Alzheimer Explained

Alzheimer’s affects everyone differently, even though there is no absolute cure for the disease. Keep in mind that Alzheimer’s is a degenerative disease that affects memory, judgment, language, and behavior. Some people do not experience outward signs of Alzheimer’s until much later, while others are diagnosed at an early age. Keep in mind that Alzheimer’s is a disorder that does not discriminate and can affect anyone, anywhere, at any time.

No cure

Unfortunately, there is no “cure” for Alzheimer’s. However, there are medications available that will keep the debilitating symptoms of the disease from getting worse for a longer period of time. Keep in mind, Alzheimer’s affects everyone differently. The severity and timing of the symptoms can also be very different for every individual, and it is difficult to figure out which stage your family member is currently in since Alzheimer’s progresses differently among individuals. For this reason, it is important to discuss your loved one’s situation with a doctor or health professional for proper diagnosis.

New treatments

There are several new treatments and types of medication available today for treating Alzheimer’s disease. One of the most exciting discoveries regarding Alzheimer’s has been regarding how it works to destroy brain cells. New studies have shown that using drugs similar to the Alzheimer’s drug amyloid, or Amentol can actually prevent the brain cells from becoming damaged in the first place. These new treatments have shown promise in preventing and slowing down the progression of the disease. Also, in the same way that the body breaks down certain substances as it breaks down its own cells, the brain is able to destroy certain brain cells, which results in the onset of some of the classic symptoms associated with Alzheimer’s. This is the new treatment being used for Alzheimer’s patients.


Another important development in Alzheimer’s care comes in the form of preventive measures. Preventive medicine seeks to keep Alzheimer’s at bay from its earliest stages, and in many cases, it will focus on the milder forms of the disease, which usually begin with stage four. At stage six, Alzheimer’s has significantly become worse and patients may begin to experience many of the more obvious signs of the disease, such as forgetting names and talking in gibberish. By developing drugs that are able to prevent the damage that occurs as a result of Alzheimer’s in this seventh stage, researchers hope to head off the disease before it reaches advanced stages.

As mentioned above, Alzheimer’s varies greatly in severity. Some people may only experience a few mild symptoms, while others may go through the entire process. Each person who suffers from Alzheimer’s is unique in their medical history, so everyone’s odds of developing the disease are going to vary a great deal. It is important to pay close attention to your loved ones ‘ medical history and make any changes to the patient’s health very seriously. While the condition isn’t contagious if someone in your family shows the signs of Alzheimer’s it doesn’t mean they will develop the condition.


There are a number of different medications that your doctor may prescribe to treat Alzheimer’s. Your doctor may recommend amoxicillin, an anti-seizure, or an anti-depressant. These medications can be administered by yourself in the form of a tablet, a liquid, or even a cream. Amoxicillin is most often given to relieve muscle spasms and flu-like symptoms which occur as a result of dementia. The other medications are more commonly used in conjunction with another drug, usually an anti-amyphenase agent.

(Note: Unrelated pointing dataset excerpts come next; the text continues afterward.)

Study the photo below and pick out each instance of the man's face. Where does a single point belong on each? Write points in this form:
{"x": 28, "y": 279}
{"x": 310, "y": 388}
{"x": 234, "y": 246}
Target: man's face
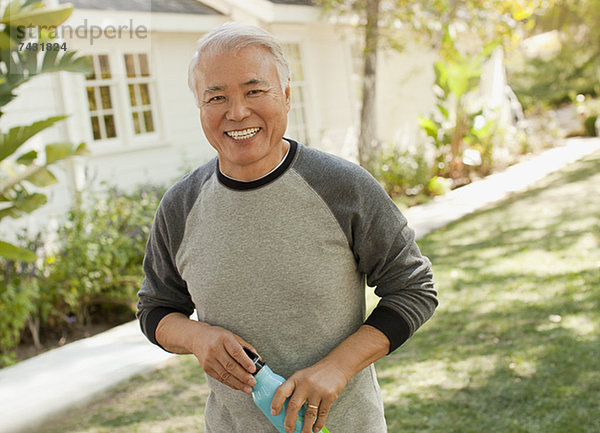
{"x": 243, "y": 110}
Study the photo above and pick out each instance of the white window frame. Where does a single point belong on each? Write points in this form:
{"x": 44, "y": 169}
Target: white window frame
{"x": 126, "y": 140}
{"x": 297, "y": 131}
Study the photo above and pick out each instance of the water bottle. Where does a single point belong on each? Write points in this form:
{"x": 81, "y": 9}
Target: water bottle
{"x": 264, "y": 390}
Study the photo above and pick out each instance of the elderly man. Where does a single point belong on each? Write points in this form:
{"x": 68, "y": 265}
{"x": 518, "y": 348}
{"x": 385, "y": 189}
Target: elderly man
{"x": 271, "y": 242}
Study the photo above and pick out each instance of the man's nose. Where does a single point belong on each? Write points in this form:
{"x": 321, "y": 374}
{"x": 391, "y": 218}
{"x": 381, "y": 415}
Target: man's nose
{"x": 238, "y": 109}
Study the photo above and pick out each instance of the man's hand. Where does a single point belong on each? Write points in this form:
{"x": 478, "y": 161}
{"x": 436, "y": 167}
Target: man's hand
{"x": 321, "y": 384}
{"x": 318, "y": 386}
{"x": 219, "y": 351}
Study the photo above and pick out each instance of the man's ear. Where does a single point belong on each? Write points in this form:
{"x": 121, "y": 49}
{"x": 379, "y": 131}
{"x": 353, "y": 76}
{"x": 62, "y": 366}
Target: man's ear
{"x": 287, "y": 93}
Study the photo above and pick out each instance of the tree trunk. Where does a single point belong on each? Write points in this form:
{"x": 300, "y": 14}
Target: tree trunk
{"x": 367, "y": 141}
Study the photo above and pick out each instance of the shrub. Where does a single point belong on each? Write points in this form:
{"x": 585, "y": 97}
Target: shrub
{"x": 403, "y": 173}
{"x": 94, "y": 270}
{"x": 102, "y": 244}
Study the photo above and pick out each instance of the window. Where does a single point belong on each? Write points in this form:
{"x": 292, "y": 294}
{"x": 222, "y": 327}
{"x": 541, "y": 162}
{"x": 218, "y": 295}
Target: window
{"x": 120, "y": 97}
{"x": 138, "y": 83}
{"x": 100, "y": 86}
{"x": 297, "y": 126}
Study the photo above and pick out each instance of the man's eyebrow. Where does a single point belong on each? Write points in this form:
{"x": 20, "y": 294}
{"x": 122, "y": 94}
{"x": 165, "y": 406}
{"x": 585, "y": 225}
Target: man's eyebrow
{"x": 254, "y": 81}
{"x": 213, "y": 89}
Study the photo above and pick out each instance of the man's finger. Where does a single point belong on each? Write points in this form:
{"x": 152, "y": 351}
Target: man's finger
{"x": 236, "y": 351}
{"x": 227, "y": 378}
{"x": 310, "y": 415}
{"x": 231, "y": 367}
{"x": 294, "y": 405}
{"x": 322, "y": 415}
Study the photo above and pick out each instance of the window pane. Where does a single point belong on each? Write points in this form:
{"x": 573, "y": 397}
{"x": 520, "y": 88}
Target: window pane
{"x": 144, "y": 68}
{"x": 148, "y": 121}
{"x": 136, "y": 123}
{"x": 132, "y": 98}
{"x": 145, "y": 94}
{"x": 105, "y": 95}
{"x": 129, "y": 65}
{"x": 104, "y": 67}
{"x": 296, "y": 95}
{"x": 92, "y": 74}
{"x": 92, "y": 98}
{"x": 96, "y": 128}
{"x": 109, "y": 123}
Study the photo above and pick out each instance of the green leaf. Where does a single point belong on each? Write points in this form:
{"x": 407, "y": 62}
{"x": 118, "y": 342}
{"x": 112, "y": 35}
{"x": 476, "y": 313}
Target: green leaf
{"x": 12, "y": 252}
{"x": 443, "y": 110}
{"x": 15, "y": 137}
{"x": 429, "y": 126}
{"x": 32, "y": 16}
{"x": 30, "y": 202}
{"x": 57, "y": 151}
{"x": 42, "y": 177}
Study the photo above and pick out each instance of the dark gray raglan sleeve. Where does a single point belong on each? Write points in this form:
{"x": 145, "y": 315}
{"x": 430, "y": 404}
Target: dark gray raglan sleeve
{"x": 163, "y": 290}
{"x": 383, "y": 245}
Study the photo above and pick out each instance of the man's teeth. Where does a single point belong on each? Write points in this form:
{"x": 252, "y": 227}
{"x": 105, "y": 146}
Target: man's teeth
{"x": 243, "y": 134}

The side effects of these drugs for Alzheimer’s are also varied. Because the drug works to prevent brain cells from deteriorating, it also can affect your mental ability to think and reason properly. People who are taking these types of medications must be monitored regularly to ensure that they are not developing psychological problems due to their medication. Another side effect is that patients tend to have mood swings that can lead to feelings of depression. The last side effect of these drugs for Alzheimer’s is that they may have negative effects on your memory.

Apolipoprotein E is the primary protein within the plaque of amyloid in the brain. It is also known as the “bad” protein. This protein builds up over time in the brain and clogs up the dendritic system. When this happens, it causes the formation of plaques and tangles in the brain which cause many of the cognitive symptoms of Alzheimer’s. This particular drug has been the subject of some rigorous study but its effectiveness hasn’t been proven yet.